We're past the age of people being rendered obsolete by technology - now, we are rendered obsolete by each other.
Of course, not everything can be easily replaced, yet. Certain government services cannot be replaced, and so people cannot yet avoid government. Protesters who manage to attract enough friends – using that same population growth and connectivity – can still get noticed, albeit rarely.
The general rule, though, is that because there are so many people, and because they are so connected, no one is irreplaceable. The recipients of everything we provide can Re-Route around us.

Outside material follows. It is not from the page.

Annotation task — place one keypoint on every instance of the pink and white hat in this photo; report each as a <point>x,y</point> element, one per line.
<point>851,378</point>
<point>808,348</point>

And one major problem is this: Many of us, perhaps most of us, find our personal meaning and value in our relationships with others, and our ability to make an impact upon the world. Rav Chaim of Volozhin insisted that we were created only to help others, and Charlie Brown (להבדיל, fine) followed his lead. We rate ourselves based on how others view us, whether others care about us, whether others will remember us afterward. How does it feel, then, to discover that others don't think about us at all? That others don't need us? That others will find replacements for us fairly easily?
I suspect this is one of the reasons for the global growth in Depression and Anxiety diagnosis. The phenomenon is beyond any particular society and its pace, work habits, diet or values. I think it's partially attributable to the fact that people everywhere recognize that the world can Re-Route around them, and this realization is devastating.
Answers? Perhaps one answer is to find our satisfaction elsewhere; certainly, Kohelet would prescribe that. Perhaps another answer is to make ourselves valuable in small circles, or to people who can't find easy replacements. I don't know.